Tout le monde à Berlin parlait désormais de Strasbourg, cette perle
récemment conquise dont on voulait qu’elle devienne, à l’instar de sa grande
sœur brandebourgeoise, un foyer culturel de la Grande Allemagne. Strasbourg
était, pour les jeunes en quête de reconnaissance, une source intarissable de
projets et, qui sait, de futurs succès… Jusqu’à présent Otto Warth n’en avait
guère eus, bien qu’il eût mis toute son énergie à tenter de se construire une
carrière. Mais, jadis comme aujourd’hui, les voies de l’architecture étaient
semées d’embûches et ne s’offraient, telle la plus prude des jeunes filles,
qu’aux plus opiniâtres et hardis prétendants.
Une gigantesque université devait être construite non loin des rives de l’Ill.
Pour l’empereur Guillaume II, l’institution représenterait sa puissance
indéniable. Pour le monde allemand, le bâtiment symboliserait la prééminence
de Germania sur Marianne. Pour tous les architectes enfin, c’était
probablement le concours le plus ambitieux et le plus périlleux de l’année
1879.
Ce mardi-là, la nuit avait commencé tôt. A moins que ce ne fût le jour qui
jamais ne s’était arrêté. Le dossier devait être rendu à midi, le lendemain. Otto
Warth avait presque achevé les plans. L’architecte qui, il y a quelques années
encore, avait aussi usé ses culottes sur les bancs de l’université, connaissait
parfaitement les besoins et les usages des étudiants. Son projet était précis et
fonctionnel. En revanche, la façade lui posait problème. Von Eggert,
l’architecte en titre de la rénovation urbaine avait déjà émis une proposition,
laquelle avait été balayée d’un revers de la main par Guillaume II. Mais
personne ne parvenait à comprendre les motivations du refus impérial.
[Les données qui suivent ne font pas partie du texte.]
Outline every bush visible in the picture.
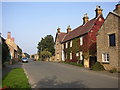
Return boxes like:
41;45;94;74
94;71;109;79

Trouvait-il la façade d’Eggert trop chargée ? Sa propension, pourtant, pour
l’ostentatoire était de notoriété publique ! La trouvait-il peu éloquente ? Laide,
peut-être ? Pendant qu’Otto Warth se perdait en conjectures, aucune idée ne
venait le visiter, aussi mauvaise soit-elle, pour cette sacrée, ou plutôt non,
pour cette maudite façade. Seule une très grande lassitude lui tenait
compagnie.
C’est alors que, dans le jour naissant, la Portinari vint à sa rencontre. Vêtue de
sa robe de velours, elle longeait la rive de l’Arno. L’ourlet de son lourd
vêtement, en glissant sur les pavés de porphyre, les polissait quasi
silencieusement. Cette très noble dame, comme Dante aimait à la désigner,
n’avait pas d’âge. Les événements n’avaient plus de date. Soudain, Béatrice
arrêta sa marche. Otto Warth cligna des yeux. Il crut qu’elle le saluait. En
réalité, elle désignait de sa main droite le Palais des Offices, sur l’autre rive.
Bien sûr, ces grandes fenêtres, ces colonnes, cette taille de pierre si
majestueuse et sauvage à la fois ! Le génie de Vasari s’empara d’Otto tout
entier et celui-ci se sentit défaillir.
L’arête du crayon avait imprimé une marque disgracieuse sur sa joue. Un peu
de bave avait aussi coulé sur le papier. Il l’essuya avec sa manche tentant de
reprendre ses esprits. Un coup d’œil sur sa montre-gousset, il était dix heures.
Otto empoigna fermement son crayon et dessina d’un seul trait la façade du
palais universitaire. Manquant de trébucher au seuil du palais de
l’administration, il déposa la liasse de documents sur le bureau du préposé. Il
était 11H55. Une vie nouvelle allait commencer.